Designer Prabal Gurung responded to accusations that his namesake brand photoshopped an Indigenous land recognition sign from two images in its Resort 2022 lookbook, which was released earlier this week.
On Tuesday afternoon, Prabal Gurung released the new collection which was inspired by Chinatown’s culture and the wave of social movements sparked over the past year. As Gurung explained in the collection notes: “[Chinatown] is a whole community that shows the great character of New York City, full of true New Yorkers, often overlooked.”
Following the release, ethnographer Diane Wong took to Twitter to compare an image showing a model in a design by Prabal Gurung against a red brick wall in Chinatown’s Mosco street with a photo of the area in real life. While a sign recognizing New York City as Indigenous land appears on the brick wall in the latter image, the signage is missing from the image used in Gurung’s lookbook.
As if it wasn’t bad enough fashion designers use Chinatown as a backdrop and people as photoshoot props, designers like @prabalgurung are now erasing our bilingual land acknowledgements that pay respect to the Lenape people and their enduring relationship with lenapehoking pic.twitter.com/olnEoegEgk
— Diane Wong (@XpertDemon) June 23, 2021
“We acknowledge with respect the Lenape peoples’ historic and enduring relationship with Lenapehoking, where New York City sits,” reads the sign. “Our vision of safety for Chinatown communities is interconnected with Indigenous flourishing and self-determination.”
The sign is part of a larger mural by W.O.W Project, a women-, queer-, and trans-led community initiative that aims to grow and protect Chinatown’s culture and history. In a statement to Refinery29, the W.O.W Project said: “‘In the Future Our Asian Community is Safe’ is a mural on Mosco St. in Manhattan’s Chinatown by non-binary Asian artist, Jess X. Snow, imagining a future where we transcend white supremacy and anti-Asian violence.” (Refinery29 reached out to Snow and they declined to comment.)
The statement continued: “After celebrating the unveiling of this beautiful portal with our Pan Asian and Indigenous community two weeks ago, it feels especially harmful that designer Prabal Gurung intentionally erased our Indigenous land acknowledgment — the first bilingual one of its kind in the neighborhood — from his recent photos of his new collection. Indigenous land cannot be erased and Chinatown is not a backdrop for capital gain. It is unfortunate that this act of erasure has distracted us from the intention of this mural. We simply want to recenter the conversation back to this intention: creating a healing space for our community.”
On Friday, Prabal Gurung provided Refinery29 with the following statement that he asked to be published in full:
During the past few years, activists have pushed for a call to acknowledge the colonization of Indigenous land in the United States, while there has also been a larger call for solidarity between AAPI and BIPOC communities to address social and political injustices together.
The area the Lenape people occupied before English and Dutch settlers forced them out was known as “Lenapehoking” and extended from New York City to Philadelphia, including all of New Jersey, eastern Pennsylvania, and part of Delaware.
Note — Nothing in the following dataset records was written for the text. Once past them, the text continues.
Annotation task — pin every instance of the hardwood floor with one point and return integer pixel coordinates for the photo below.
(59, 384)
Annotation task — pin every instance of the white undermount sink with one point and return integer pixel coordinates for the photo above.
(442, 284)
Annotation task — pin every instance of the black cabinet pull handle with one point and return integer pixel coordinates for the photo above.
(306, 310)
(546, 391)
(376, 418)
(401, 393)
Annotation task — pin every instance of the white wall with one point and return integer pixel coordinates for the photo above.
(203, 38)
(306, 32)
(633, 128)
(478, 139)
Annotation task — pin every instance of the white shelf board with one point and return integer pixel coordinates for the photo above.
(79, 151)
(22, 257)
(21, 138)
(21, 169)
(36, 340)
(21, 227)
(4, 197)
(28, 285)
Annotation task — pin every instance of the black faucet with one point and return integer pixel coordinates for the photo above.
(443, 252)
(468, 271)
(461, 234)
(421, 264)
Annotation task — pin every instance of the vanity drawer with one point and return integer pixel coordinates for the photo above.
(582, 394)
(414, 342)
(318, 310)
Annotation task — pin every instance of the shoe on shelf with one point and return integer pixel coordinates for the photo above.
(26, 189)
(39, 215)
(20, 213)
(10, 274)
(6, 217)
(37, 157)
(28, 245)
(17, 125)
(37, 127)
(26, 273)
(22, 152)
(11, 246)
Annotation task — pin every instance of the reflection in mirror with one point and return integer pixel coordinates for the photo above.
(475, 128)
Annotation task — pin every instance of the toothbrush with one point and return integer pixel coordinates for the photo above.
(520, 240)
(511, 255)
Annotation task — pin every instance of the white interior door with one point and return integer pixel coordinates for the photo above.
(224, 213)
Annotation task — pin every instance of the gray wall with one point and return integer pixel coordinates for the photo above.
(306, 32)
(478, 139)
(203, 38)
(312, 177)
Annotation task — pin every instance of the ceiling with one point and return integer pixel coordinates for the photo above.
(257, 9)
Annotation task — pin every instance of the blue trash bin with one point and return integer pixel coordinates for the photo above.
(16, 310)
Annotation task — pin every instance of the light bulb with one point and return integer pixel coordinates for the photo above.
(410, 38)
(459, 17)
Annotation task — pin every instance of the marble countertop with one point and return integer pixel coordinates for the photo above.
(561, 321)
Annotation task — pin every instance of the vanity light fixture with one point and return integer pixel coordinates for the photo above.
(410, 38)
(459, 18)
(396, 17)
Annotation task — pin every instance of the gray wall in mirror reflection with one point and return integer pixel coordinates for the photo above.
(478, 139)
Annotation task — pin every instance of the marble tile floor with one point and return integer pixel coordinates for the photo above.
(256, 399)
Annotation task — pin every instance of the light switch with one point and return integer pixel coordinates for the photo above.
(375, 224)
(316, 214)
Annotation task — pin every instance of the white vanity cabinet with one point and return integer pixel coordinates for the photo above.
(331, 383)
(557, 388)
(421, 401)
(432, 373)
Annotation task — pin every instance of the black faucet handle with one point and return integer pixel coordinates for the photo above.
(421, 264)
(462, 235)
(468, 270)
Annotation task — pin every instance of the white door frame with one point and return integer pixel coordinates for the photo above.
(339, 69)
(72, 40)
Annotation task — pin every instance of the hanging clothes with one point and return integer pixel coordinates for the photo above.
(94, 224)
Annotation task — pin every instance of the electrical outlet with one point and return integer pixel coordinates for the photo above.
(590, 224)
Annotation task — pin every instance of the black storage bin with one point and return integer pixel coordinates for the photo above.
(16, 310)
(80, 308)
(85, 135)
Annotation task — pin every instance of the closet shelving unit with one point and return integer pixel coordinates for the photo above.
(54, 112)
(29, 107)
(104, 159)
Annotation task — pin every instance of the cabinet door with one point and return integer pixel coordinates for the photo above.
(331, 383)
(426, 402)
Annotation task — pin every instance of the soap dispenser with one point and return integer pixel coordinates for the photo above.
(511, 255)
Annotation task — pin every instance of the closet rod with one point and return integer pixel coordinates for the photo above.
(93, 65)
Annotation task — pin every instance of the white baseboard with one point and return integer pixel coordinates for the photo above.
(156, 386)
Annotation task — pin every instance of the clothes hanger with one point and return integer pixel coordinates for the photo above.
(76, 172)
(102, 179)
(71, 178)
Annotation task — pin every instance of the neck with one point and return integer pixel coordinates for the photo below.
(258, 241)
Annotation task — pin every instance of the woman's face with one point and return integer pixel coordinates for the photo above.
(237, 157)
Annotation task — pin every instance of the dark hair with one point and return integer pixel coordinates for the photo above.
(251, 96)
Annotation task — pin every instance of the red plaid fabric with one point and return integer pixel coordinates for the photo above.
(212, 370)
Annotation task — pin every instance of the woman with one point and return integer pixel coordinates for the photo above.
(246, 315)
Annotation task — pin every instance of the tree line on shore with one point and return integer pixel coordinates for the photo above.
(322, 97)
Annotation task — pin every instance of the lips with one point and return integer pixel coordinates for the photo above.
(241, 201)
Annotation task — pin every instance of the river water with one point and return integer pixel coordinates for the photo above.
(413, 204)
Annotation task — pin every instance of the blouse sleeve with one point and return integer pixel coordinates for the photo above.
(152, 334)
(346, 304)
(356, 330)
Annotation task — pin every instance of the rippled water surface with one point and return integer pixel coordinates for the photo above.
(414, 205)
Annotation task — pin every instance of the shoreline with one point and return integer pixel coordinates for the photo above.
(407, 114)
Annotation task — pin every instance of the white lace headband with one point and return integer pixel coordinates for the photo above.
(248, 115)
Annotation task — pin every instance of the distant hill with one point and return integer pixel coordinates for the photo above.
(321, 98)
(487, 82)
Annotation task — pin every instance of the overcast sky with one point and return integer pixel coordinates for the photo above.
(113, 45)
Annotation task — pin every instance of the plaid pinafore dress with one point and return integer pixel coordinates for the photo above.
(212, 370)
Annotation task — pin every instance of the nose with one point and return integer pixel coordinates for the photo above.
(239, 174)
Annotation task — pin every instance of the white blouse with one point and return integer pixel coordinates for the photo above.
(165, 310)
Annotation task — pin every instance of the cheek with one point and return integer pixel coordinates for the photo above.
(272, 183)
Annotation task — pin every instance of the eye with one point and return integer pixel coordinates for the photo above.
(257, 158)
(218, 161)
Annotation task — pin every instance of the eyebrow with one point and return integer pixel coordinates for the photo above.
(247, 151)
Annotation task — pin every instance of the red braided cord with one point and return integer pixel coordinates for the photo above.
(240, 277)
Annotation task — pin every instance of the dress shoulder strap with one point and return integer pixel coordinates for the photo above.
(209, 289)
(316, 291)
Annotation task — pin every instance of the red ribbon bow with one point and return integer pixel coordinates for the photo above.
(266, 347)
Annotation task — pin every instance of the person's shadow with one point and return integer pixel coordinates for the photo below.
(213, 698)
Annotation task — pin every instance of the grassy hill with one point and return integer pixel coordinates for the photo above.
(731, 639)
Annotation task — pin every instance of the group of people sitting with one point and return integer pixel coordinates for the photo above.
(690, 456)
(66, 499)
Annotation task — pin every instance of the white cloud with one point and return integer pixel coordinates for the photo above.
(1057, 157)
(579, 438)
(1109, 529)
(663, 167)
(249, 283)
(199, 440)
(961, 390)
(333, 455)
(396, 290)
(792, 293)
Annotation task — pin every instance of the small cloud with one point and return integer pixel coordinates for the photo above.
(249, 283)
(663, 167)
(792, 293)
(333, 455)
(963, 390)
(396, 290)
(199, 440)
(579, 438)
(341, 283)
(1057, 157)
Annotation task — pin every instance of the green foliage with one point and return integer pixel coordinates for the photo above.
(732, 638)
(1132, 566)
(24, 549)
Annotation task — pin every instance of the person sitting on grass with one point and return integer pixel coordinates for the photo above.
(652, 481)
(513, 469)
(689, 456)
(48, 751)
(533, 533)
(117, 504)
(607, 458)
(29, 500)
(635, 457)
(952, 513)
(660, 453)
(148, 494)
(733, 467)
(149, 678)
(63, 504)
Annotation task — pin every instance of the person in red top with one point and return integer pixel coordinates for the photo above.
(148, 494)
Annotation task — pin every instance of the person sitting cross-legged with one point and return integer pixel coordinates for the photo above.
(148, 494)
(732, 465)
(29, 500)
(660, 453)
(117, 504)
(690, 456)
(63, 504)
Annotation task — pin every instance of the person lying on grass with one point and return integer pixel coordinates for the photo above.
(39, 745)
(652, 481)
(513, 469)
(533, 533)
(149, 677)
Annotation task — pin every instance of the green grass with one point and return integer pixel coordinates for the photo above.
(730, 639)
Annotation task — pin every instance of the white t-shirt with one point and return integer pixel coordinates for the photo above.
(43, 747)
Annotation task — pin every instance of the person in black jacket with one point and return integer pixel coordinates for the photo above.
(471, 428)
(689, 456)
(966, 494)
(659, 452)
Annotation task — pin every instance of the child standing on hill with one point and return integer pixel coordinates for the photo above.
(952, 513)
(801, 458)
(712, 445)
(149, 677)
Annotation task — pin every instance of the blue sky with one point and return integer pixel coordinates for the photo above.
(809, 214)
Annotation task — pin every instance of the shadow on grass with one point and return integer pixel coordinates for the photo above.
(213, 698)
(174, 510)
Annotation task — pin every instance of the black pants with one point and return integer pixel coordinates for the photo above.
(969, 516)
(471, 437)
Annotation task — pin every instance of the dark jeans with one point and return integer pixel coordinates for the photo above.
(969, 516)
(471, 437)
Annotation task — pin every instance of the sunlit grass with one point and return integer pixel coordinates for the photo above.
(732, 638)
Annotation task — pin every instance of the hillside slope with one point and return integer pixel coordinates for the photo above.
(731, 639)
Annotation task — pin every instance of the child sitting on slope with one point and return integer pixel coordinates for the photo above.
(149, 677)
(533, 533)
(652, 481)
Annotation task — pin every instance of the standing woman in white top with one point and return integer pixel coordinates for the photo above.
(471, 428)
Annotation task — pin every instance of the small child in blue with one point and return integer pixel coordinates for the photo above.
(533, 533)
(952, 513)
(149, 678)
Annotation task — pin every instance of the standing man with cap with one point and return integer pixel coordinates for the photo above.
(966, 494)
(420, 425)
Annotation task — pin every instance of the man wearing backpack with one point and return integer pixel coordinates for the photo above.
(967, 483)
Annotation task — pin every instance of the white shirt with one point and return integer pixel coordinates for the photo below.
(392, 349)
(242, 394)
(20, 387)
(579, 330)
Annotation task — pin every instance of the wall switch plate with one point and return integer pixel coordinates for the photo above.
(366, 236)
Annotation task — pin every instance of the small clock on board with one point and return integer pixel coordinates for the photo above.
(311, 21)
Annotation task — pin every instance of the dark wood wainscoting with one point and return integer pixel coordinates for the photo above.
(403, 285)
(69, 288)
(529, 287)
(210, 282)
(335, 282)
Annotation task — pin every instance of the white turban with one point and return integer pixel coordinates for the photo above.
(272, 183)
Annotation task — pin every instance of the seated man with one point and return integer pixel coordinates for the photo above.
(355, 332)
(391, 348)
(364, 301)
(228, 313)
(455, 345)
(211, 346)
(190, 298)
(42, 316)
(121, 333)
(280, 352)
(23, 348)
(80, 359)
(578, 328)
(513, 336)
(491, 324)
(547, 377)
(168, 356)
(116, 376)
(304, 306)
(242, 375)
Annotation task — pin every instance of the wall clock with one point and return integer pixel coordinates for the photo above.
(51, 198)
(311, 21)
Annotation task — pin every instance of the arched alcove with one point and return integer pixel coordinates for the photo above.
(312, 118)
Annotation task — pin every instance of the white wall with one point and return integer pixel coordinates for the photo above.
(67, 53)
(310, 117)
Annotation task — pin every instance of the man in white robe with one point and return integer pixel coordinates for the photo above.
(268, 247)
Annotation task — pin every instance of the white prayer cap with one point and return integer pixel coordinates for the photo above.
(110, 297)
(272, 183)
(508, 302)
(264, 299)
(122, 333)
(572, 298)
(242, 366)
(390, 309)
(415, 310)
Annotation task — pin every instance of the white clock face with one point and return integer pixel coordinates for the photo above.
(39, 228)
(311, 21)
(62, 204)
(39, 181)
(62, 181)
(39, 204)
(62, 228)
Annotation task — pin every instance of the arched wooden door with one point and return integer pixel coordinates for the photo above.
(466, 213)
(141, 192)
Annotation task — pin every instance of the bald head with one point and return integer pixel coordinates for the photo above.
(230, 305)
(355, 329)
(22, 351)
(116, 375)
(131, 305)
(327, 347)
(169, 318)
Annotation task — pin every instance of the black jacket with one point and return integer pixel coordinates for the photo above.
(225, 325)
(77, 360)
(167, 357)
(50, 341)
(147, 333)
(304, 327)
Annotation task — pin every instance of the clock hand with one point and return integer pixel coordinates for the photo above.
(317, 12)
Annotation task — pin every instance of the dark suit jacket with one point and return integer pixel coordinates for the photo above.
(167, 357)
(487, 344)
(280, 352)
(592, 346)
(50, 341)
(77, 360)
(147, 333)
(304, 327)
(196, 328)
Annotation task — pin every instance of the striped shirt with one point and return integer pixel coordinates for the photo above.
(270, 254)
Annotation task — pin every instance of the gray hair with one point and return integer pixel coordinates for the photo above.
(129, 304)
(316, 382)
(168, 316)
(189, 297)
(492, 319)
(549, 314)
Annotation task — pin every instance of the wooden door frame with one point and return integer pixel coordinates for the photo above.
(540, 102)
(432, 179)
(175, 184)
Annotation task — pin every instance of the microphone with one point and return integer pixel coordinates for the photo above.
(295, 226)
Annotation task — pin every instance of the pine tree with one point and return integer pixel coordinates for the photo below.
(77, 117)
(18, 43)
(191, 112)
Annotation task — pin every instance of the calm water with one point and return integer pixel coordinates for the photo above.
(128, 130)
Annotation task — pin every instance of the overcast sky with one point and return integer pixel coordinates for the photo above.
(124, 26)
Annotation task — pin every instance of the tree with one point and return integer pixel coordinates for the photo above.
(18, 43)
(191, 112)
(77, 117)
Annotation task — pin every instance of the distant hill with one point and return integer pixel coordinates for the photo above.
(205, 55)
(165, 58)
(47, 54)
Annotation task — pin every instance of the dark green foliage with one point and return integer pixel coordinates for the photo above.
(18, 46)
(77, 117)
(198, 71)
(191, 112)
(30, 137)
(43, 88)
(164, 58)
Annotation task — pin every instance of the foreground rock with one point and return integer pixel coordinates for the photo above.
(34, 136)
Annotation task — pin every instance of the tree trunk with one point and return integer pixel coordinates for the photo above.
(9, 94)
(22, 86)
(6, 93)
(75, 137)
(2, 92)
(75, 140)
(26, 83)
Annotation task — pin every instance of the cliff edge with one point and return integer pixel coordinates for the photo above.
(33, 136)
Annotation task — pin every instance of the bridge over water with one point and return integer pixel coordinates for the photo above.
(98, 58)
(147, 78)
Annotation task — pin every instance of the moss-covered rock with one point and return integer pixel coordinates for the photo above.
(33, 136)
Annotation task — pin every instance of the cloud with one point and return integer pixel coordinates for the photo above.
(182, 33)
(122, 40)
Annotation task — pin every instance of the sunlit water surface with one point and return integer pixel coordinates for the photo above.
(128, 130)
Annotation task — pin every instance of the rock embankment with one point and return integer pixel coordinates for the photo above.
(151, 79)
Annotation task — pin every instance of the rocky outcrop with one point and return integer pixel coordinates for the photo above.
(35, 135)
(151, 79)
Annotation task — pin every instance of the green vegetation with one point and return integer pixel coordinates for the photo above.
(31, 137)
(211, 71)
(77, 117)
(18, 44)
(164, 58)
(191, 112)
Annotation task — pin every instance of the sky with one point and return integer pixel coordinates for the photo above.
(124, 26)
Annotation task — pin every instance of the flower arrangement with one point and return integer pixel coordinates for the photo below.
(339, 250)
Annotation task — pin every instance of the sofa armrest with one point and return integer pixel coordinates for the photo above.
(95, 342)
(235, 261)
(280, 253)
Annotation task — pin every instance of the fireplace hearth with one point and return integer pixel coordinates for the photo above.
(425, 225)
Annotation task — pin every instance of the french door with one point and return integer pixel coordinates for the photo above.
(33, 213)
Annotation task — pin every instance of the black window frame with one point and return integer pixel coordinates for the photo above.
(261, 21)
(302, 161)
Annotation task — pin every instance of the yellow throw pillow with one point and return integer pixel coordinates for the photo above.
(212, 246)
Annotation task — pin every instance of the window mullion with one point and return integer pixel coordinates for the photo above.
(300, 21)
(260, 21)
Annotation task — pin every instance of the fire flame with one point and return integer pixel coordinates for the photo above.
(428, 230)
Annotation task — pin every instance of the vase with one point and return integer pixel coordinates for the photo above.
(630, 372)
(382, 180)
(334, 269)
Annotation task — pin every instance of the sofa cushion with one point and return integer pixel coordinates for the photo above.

In Lower Manhattan, the Lenape people were forced out by Dutch settlers, who, in the 1660s, built a wall on what’s now known as Wall Street.
New York’s Chinatown formed in the 1870s. But many Chinese immigrants were driven out west because of anti-Sino violence. In 1965, the end of immigration restrictions ushered in a wave of Chinese newcomers to the neighborhood, and by the 1980s, NYC’s Chinatown held the largest Chinese community in the United States.
Since the launch of his namesake brand in 2009, Prabal Gurung has centered identity and politics in his work. In 2017, sparked by the Trump administration’s attacks on women’s rights and immigrants, the designer showcased a collection full of slogan T-shirts emblazoned with phrases like “We should all be feminists” and “Girls just want to have fundamental rights.” The following year, the Nepalese-American designer took a stance on the lack of diversity in fashion, releasing an ad campaign for his fall 2018 collection, named “Stronger In Color,” in which he employed a predominantly Asian crew of creatives and models. Later, in 2019, he released a collection that explored American identity through the question “Who gets to be American?” which models donned on sashes for the show’s finale. Back then, he told Refinery29: “For me, being an activist is a part of my identity.”